W zbiórkę zaangażował się również szef kuchni Wojciech Modest Amaro. - Ja znam bardzo dobrze Rafała od 2012 roku. Mogę powiedzieć, że praktycznie jest częścią naszego zespołu Atelier Amaro, ponieważ wiele rzeczy wypracował, przygotował dla nas do restauracji. Z drewna oczywiście, bo jest artystą pracującym w drewnie, więc nieskończone godziny razem spędzaliśmy nad tym jak dane rzeczy, naczynia dla nas przygotować. Jest przyjacielem całego zespołu Atelier Amaro - podkreślił.
Amaro opowiedział o "dramatycznych i tragicznych" okolicznościach wypadku Bernatowicza. - Został znaleziony na parkingu podczas udaru, w konwulsjach, helikopterem przetransportowany do szpitala. Tam toczyła się walka o jego życie. W międzyczasie okazało się, że ma tętniaka i z tym tętniakiem oczywiście jest jeszcze sprawa do rozwiązania. Dwa dni temu miała być operacja, ona się nie udała z powodów medycznych - opowiadał szef kuchni.
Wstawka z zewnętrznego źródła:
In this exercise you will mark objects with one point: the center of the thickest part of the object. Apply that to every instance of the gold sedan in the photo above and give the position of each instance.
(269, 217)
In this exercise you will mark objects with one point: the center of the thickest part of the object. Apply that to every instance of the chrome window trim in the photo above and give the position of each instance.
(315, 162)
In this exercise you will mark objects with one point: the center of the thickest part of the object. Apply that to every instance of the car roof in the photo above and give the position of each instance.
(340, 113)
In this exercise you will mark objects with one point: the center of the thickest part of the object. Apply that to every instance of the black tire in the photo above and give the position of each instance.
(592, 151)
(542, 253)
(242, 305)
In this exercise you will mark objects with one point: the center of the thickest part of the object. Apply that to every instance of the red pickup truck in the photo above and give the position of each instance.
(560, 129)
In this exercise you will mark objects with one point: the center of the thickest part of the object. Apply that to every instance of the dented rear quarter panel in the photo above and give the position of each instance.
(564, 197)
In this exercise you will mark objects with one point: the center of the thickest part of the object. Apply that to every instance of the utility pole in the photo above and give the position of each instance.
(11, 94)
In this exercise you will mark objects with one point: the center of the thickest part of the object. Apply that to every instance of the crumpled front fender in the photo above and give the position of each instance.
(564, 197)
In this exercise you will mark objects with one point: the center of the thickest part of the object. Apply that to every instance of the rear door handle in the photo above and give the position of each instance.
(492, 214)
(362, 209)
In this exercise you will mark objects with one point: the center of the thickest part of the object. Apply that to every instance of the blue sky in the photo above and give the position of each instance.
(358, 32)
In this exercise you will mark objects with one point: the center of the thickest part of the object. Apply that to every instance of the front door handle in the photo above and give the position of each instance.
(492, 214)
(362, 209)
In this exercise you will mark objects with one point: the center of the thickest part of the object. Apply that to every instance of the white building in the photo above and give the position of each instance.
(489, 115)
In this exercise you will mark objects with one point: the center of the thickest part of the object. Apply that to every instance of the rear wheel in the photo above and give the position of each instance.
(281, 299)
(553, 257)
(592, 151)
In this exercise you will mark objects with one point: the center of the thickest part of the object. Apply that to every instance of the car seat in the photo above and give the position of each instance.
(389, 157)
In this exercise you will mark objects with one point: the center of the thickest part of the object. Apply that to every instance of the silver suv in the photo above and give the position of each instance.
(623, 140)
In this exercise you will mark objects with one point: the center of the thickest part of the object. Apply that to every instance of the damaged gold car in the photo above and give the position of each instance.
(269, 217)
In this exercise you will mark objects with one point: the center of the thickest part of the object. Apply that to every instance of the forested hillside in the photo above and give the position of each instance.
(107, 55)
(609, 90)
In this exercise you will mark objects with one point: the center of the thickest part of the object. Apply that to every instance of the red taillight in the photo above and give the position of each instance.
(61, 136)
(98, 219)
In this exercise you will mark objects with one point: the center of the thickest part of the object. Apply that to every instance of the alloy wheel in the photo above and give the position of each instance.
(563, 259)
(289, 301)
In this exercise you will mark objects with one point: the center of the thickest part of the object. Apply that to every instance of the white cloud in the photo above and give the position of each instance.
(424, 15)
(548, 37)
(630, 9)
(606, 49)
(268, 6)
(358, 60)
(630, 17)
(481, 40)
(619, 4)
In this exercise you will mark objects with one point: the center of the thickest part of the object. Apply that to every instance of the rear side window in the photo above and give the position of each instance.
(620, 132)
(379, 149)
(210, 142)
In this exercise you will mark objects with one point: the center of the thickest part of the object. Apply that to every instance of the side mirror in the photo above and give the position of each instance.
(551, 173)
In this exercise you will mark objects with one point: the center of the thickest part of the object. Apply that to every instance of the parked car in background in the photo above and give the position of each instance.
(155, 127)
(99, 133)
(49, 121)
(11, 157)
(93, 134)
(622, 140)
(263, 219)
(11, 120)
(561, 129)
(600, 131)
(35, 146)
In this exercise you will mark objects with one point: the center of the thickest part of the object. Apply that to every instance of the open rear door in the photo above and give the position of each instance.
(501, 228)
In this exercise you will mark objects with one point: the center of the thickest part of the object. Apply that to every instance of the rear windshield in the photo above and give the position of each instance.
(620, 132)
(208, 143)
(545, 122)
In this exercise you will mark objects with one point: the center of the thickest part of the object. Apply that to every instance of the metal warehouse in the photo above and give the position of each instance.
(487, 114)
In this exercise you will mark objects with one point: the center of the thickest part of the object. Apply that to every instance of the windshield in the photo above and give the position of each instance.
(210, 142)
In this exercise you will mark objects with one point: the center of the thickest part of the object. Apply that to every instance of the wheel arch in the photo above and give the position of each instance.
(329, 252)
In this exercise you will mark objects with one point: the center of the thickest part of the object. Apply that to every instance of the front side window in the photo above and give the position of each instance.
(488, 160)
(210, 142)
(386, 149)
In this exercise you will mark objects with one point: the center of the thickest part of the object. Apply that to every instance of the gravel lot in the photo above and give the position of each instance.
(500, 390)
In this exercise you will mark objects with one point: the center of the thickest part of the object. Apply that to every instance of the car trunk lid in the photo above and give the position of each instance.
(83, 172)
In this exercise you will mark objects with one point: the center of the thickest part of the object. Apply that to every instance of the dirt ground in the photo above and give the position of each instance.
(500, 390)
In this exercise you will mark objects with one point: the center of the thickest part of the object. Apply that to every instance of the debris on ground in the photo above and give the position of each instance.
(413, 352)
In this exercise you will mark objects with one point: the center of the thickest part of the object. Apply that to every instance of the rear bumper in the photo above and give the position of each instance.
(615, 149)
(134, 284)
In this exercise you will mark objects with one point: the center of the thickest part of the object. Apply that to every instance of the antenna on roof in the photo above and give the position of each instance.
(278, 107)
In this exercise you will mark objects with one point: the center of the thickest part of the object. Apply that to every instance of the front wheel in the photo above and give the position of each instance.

Dodał, że ponowna próba operacji Bernatowicza ma zostać podjęta na początku kwietnia.
"Trzeba otworzyć serce"
- Trzeba po prostu wspierać, otworzyć serce, pomóc komuś, kto został też zapędzony w kozi róg w wyniku tej sytuacji, która jest ogólna dla całej gastronomii w wyniku pandemii. Gigantyczny stres, odpowiedzialność za rodzinę, utrata dochodów - tłumaczył Amaro. - Teraz jeszcze staje przed ogromnym wyzwaniem walki o zdrowie, powrotu do zdrowia, do normalności. Trudno jeszcze dzisiaj oszacować jakie spustoszenie poczynił ten wylew - dodał.
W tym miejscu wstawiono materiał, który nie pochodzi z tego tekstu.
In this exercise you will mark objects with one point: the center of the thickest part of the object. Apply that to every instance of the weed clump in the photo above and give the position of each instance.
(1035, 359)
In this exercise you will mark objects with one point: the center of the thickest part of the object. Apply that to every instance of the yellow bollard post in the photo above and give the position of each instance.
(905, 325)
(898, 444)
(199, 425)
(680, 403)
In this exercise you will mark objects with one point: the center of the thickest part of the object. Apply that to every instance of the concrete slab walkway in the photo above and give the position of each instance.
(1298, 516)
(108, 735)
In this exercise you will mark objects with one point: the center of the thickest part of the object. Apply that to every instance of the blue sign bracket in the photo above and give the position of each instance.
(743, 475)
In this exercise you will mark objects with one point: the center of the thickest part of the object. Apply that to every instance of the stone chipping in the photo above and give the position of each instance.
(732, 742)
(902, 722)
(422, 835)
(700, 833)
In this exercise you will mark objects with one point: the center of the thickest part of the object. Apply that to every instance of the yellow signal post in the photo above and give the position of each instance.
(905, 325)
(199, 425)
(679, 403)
Przemysław Błaszczyk zaznaczył, że poza zbiórką pieniędzy jest kilka sposobów, aby wspomóc Bernatowicza. - Można wpisać hasztag #gastrodlaBerna i zobaczymy restauracje (biorące udział w akcji - red.). Pójść na spacer, kupić w jednym z lokali, który zgłosił się do akcji, posiłek. W tym momencie część dochodów zostaje przekazana na rehabilitację. Jest też grupa w social mediach "Bern Your Heart", gdzie można wziąć udział w licznych licytacjach. Można kupić obraz, można kupić rzeźbę, można kupić wykonane przez Berna deski i całość ze sprzedaży jest przeznaczana na rehabilitację - wymieniał.
W akcję #gastrodlaBerna zaangażowało się kilkadziesiąt restauracji z całej Polski, które można znaleźć na specjalnym wydarzeniu na Facebooku.